The IDEDOS partition contains diskimages, that can have various size (e.g. 180kB, 800kB, 5MB). Up to 999 diskimages can be created and accessed.
Diskimages are selected by their numbers 1..999 (0 means floppy) by opening a file of special name. Only the number after dot matters. Names of diskimages can be listed from a virtual device called superdisk. Superdisk is read-only.
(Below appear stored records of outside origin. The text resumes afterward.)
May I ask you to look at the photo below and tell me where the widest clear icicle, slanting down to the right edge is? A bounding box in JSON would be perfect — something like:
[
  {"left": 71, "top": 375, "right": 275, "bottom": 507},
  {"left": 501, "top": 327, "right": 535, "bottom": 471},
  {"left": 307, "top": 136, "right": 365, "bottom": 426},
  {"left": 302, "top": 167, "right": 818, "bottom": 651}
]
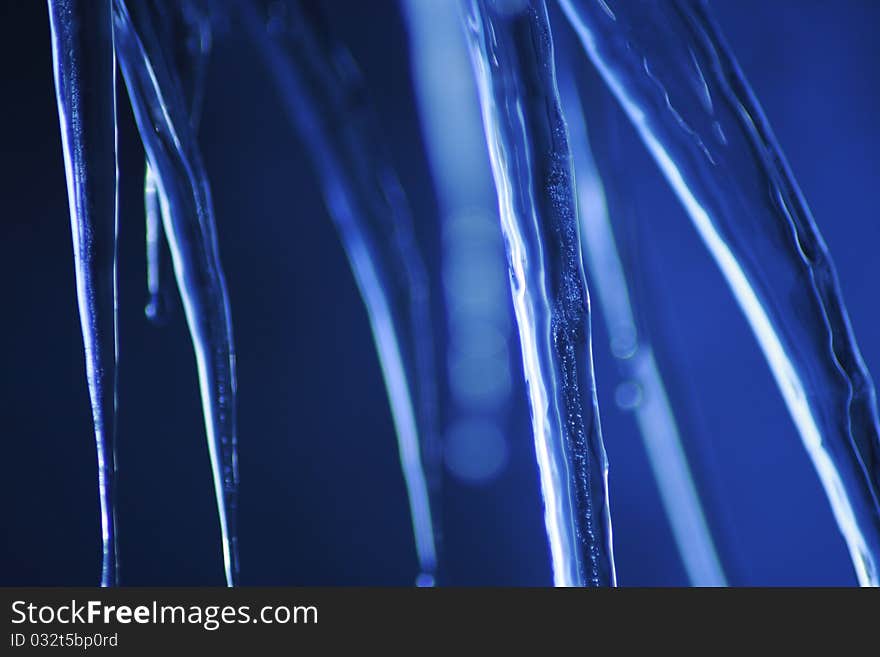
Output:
[{"left": 561, "top": 0, "right": 880, "bottom": 585}]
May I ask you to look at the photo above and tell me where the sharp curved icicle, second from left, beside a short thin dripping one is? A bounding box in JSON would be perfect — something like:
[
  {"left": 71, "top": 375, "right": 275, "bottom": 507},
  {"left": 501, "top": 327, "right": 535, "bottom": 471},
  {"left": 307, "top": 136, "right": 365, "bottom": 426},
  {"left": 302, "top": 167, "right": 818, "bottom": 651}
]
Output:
[{"left": 113, "top": 0, "right": 238, "bottom": 586}]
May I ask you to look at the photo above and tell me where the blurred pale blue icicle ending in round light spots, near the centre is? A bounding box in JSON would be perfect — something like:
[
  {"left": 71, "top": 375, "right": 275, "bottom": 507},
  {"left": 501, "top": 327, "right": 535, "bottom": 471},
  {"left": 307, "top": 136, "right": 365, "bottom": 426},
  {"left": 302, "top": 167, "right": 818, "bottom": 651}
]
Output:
[{"left": 402, "top": 0, "right": 512, "bottom": 484}]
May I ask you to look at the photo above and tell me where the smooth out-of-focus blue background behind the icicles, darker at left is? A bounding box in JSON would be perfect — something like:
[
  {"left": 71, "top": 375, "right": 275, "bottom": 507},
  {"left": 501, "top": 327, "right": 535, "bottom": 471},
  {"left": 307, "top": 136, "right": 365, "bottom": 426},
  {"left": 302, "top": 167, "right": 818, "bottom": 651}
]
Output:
[{"left": 0, "top": 0, "right": 880, "bottom": 586}]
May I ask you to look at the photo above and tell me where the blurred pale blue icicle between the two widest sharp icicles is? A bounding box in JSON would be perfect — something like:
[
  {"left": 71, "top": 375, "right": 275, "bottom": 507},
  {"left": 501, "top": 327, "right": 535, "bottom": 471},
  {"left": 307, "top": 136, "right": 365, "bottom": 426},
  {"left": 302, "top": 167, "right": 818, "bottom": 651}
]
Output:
[{"left": 559, "top": 61, "right": 727, "bottom": 586}]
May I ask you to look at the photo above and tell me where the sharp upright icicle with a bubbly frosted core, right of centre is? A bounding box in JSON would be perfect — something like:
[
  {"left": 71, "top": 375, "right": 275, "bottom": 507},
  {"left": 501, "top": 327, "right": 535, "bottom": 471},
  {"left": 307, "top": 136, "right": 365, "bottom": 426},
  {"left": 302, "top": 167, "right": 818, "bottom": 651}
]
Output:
[{"left": 465, "top": 0, "right": 615, "bottom": 586}]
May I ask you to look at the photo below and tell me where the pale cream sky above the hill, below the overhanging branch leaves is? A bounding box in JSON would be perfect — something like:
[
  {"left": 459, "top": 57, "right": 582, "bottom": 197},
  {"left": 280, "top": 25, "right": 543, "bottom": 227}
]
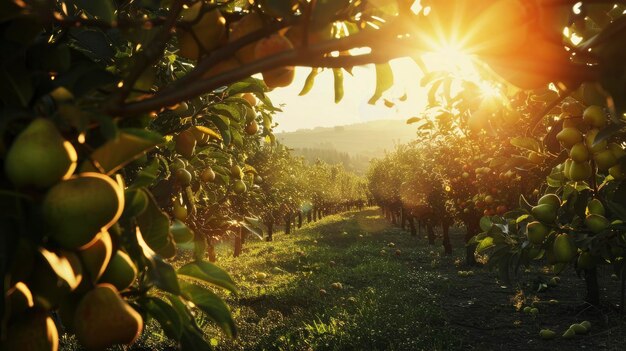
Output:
[{"left": 268, "top": 59, "right": 426, "bottom": 132}]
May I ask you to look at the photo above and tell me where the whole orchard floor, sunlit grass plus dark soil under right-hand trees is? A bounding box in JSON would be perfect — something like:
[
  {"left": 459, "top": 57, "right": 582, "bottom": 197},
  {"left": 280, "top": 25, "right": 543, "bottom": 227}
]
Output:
[{"left": 133, "top": 209, "right": 626, "bottom": 351}]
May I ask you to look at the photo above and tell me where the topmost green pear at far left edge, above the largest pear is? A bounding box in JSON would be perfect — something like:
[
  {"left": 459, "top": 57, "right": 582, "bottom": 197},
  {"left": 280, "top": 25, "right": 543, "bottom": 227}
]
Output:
[{"left": 4, "top": 118, "right": 77, "bottom": 189}]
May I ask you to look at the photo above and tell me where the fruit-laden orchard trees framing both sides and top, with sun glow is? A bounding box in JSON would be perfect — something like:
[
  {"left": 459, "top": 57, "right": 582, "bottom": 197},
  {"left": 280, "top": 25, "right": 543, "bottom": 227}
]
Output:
[{"left": 0, "top": 0, "right": 626, "bottom": 350}]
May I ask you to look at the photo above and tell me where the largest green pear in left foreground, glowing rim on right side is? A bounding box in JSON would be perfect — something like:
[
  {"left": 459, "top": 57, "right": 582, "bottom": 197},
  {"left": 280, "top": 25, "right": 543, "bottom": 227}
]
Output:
[{"left": 42, "top": 172, "right": 124, "bottom": 249}]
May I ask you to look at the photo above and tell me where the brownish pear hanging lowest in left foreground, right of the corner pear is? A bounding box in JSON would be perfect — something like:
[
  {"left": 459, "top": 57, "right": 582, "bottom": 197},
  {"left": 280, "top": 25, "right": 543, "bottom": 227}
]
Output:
[{"left": 74, "top": 284, "right": 143, "bottom": 350}]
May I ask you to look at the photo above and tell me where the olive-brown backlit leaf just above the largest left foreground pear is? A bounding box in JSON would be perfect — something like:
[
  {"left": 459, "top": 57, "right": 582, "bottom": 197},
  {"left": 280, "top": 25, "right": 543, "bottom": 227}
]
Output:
[{"left": 80, "top": 129, "right": 163, "bottom": 175}]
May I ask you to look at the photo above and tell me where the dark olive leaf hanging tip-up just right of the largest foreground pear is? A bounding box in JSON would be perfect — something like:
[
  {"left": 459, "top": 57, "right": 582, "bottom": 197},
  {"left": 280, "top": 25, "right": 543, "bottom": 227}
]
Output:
[{"left": 137, "top": 194, "right": 173, "bottom": 251}]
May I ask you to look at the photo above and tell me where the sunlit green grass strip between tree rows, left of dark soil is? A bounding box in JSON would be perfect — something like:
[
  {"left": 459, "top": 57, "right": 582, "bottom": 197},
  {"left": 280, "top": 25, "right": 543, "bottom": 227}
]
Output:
[{"left": 206, "top": 210, "right": 455, "bottom": 350}]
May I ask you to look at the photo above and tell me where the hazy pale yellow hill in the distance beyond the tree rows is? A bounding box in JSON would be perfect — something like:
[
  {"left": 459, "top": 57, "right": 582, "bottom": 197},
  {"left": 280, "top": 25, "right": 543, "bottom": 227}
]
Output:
[{"left": 276, "top": 120, "right": 416, "bottom": 174}]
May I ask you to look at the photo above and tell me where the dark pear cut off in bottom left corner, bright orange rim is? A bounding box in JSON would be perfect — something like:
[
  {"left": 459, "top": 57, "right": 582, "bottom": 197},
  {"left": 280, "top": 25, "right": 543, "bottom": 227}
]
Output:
[{"left": 0, "top": 310, "right": 59, "bottom": 351}]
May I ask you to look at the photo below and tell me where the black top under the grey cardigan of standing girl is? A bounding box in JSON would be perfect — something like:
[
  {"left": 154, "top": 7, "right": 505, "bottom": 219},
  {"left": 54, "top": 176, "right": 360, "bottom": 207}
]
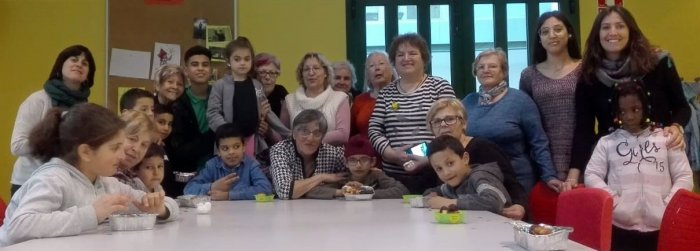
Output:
[{"left": 231, "top": 78, "right": 260, "bottom": 137}]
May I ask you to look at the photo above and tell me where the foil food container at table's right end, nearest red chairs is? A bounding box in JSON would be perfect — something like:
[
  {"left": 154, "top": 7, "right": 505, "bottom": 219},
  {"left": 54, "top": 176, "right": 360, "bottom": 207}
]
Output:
[{"left": 512, "top": 221, "right": 574, "bottom": 251}]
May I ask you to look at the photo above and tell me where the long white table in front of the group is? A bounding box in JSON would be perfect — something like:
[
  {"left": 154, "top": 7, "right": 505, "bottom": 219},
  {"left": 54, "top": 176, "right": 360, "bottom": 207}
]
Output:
[{"left": 4, "top": 200, "right": 592, "bottom": 251}]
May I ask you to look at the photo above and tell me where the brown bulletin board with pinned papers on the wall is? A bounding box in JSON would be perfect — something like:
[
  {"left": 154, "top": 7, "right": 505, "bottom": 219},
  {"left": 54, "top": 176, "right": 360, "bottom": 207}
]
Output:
[{"left": 106, "top": 0, "right": 236, "bottom": 111}]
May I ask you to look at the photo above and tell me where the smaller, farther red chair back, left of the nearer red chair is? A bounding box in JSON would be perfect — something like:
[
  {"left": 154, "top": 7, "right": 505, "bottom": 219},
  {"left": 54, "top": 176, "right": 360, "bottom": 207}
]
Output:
[{"left": 527, "top": 181, "right": 559, "bottom": 225}]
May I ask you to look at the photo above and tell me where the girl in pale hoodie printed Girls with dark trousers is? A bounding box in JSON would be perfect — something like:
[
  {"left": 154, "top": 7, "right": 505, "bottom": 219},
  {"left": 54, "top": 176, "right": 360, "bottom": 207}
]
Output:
[{"left": 584, "top": 82, "right": 693, "bottom": 250}]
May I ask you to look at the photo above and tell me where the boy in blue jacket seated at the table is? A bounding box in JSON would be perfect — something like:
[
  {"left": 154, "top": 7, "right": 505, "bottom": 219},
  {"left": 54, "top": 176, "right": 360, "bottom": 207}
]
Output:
[{"left": 185, "top": 123, "right": 272, "bottom": 200}]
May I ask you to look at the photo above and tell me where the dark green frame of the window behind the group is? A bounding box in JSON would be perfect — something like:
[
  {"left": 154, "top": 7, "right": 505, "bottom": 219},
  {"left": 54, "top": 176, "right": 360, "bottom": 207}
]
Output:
[{"left": 345, "top": 0, "right": 581, "bottom": 98}]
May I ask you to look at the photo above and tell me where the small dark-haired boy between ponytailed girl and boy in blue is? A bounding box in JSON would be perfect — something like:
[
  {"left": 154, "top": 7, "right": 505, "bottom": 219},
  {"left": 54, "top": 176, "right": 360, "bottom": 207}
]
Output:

After the superdisk is selected, the diskimage then can be selected without the ^ sign in file name.
Commands
The ^ sign placed as first in file name used in open file function tells the operating system to do something special:
LOAD"^" - selects superdisk
LOAD"^xxxxxxx.nnn" - selects diskimage number nnn
LOAD"^.0" - selects floppy
LOAD"^DESTROY.MBR" - clears MS-DOS partition table (also needs some POKEs for safety)
LOAD"^DBnnnnn.mmm" - creates IDEDOS partition of nnnnn cylinders and up to mmm diskimages (needs some POKEs to set CHS geometry)
LOAD"^MAKENEW" - adds diskimage respectively to current XDPB
LOAD"^MAKENEW.nnn" - as above, but enlarage to nnn kilobytes for safety
The ^ sign allows to change diskimages in every old software that enables opening any file and not crashes, when the file is empty. No changes in such software are needed to select diskimage on harddisk or redirect the drive to floppy.